Friday, July 23, 2010

Focus

At Jodo keiko the other day, I was practicing with one of the senior students. He is an extremely kind and considerate guy, but when it comes to practice, he is pretty intense.
Some jodo groups are quite "friendly" (meaning they seem to take into account the fact that different people have different goals when it comes to martial arts) whereas other groups are more traditional - if you don't bring 100% intensity to practice, then maybe jodo isn't for you. I think our dojo is mid-range, although a bit towards the "friendly" end. This senior student used to practice at a dojo that was further towards the "traditional" end, and he brings a severity to practice that is good, I think.
I hadn't seen him at practice for a few weeks. I guess he had been busy with work, and it seemed like he was trying to make up for lost time. His movements were very sharp, fast, and strong. We were practicing Ran-Ai at the time, and I was on the tachi side. I had just been kuritsuke-ed when one of the Sensei, who was watching from the sidelines, called out, "Jeff, your hands are wrong!" I looked over at the Sensei, to try and get more information about what I was doing wrong. But my partner didn't slow down. Instead, he attacked me with more vigor.
"Don't take your eyes off your partner!" he growled. I barely blocked his strike, and stumbled backwards, off-balance. "Ignore what's going on in the dojo!" He attacked again, pulling his strike at the last possible instant in a way that let me know that he could have brained me but chose not to. "That's how people end up getting HURT!" Attack, block, counter-attack, avoid. He was getting more intense as we went along. I had recovered a bit of balance and realized with full clarity that he was totally right, and that by momentarily taking my attention off of him, I was doing him a terrible disservice as my practice partner.
The kata continued to the end. The jo side threatens the tachi side with a large strike. I barely avoided this by tucking my arm under my chin, and jumped back as the tip of the jo whipped past my face. He waited with his jo low, inviting a head-strike. I cut down, and he bashed the bokuto to the side so firmly that I almost lost my hold on it. Then, he finished the kata by hitting me in the suigetsu, harder, I think, than I have ever been hit before.
I had been thoroughly beaten up, but he was totally right. When we practice with our betters, not only are we at their mercy, but we are asking them to teach us. We owe it to them to give them our full attention and respect.
We returned to our starting positions. "Again!" We went through the kata again. It is a long kata (for jodo) and by the end I was panting. "Again!" We ended up doing the kata about 5 times, and I was only saved when the top Sensei said, "Alright everybody, let's take a break. Or else Jeff is going to die, I think."
I bowed deeply to my partner. He was panting and sweating profusely, too. He smiled and said, "Good practice. Remember, don't ever let your attention wander when you're practicing. This is Budo." I think I learned my lesson.

3 Comments:

Blogger Jeff said...

Just to comment on my own post (kind of a cheesy thing to do, I know, but it beats editing the original) ...

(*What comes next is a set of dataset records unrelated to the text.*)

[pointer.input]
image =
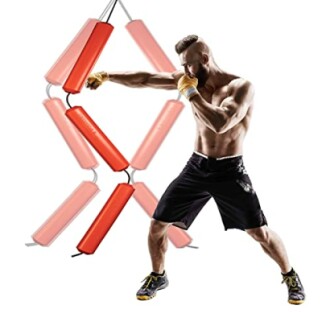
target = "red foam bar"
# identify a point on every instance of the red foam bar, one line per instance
(105, 218)
(70, 133)
(65, 213)
(59, 72)
(149, 46)
(97, 138)
(88, 57)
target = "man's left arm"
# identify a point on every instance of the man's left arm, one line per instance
(231, 110)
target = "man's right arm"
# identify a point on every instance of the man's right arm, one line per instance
(161, 80)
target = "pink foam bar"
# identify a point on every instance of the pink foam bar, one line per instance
(149, 46)
(65, 214)
(148, 202)
(70, 133)
(59, 72)
(156, 134)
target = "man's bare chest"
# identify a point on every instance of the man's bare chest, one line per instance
(214, 97)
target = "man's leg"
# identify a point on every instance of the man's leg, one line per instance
(272, 244)
(158, 242)
(157, 280)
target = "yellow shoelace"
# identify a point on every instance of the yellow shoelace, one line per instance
(291, 281)
(148, 280)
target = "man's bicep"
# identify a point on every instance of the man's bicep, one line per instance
(239, 100)
(235, 106)
(163, 80)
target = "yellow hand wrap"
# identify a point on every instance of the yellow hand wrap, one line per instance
(96, 79)
(188, 86)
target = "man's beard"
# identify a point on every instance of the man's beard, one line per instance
(201, 75)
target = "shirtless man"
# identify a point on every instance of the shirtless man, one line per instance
(222, 106)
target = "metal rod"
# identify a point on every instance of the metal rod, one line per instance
(125, 10)
(106, 10)
(95, 176)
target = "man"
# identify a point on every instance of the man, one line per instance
(222, 105)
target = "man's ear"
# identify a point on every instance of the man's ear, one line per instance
(205, 58)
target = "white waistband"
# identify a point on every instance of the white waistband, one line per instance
(225, 157)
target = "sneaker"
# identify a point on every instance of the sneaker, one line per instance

One of the good things about Jodo (and about kendo, as well) is that you work with other people. You need to form good relationships with your practice partners, and show respect to everyone, not just your Sensei. Even if you hold a certain rank, you need to be courteous and respectful to people below your rank, not only because it's "the right thing to do" but also because they might just be technically better than you, and they could really show you up when you practice together.
On the other hand, one of the problems with iaido, I think, is that many people feel that their only obligation is to show respect to their Sensei. They walk around in a cloud, ignoring their peers, but then flip a switch and act very polite and deferential to their higher-ups. This is because, when you get right down to it, there is no real need for politeness between people in iai, as there is not usually any interaction. I've met quite a few people like this in Japan and at home, and heard similar sentiments by other people who practice iai alongside some other partnered martial art.

11:42 PM  
Anonymous Jack Bieler said...

Also, Jeff, in Iaido your classmate cannot "accidentally" crack the hell out of you if they happen to be pissed off! Or feel the need to send a message, or take you down a notch. You have a very good point about partner practice vs solo, and psychological and social effects thereof!

I also agree with your points about koryu overload and jealousy. Jodo, Iaido and some basically unrelated taijutsu like Aikido is plenty for anyone. Me anyway. I have a small conflict because I practice ZNIR MJER (10+ years with seniors and teachers in & out of Japan), and my Jodo seniors are all ZNKR MSR guys. Top guy is very open-minded and sees the value in all, but I can't really do iai with my jodo colleagues. However the relationships are established and it is probably not practical for anyone short of Nakayama Hakudo to practice both styles.

7:38 AM  
Anonymous Jack Bieler said...

"An armed society is a polite society."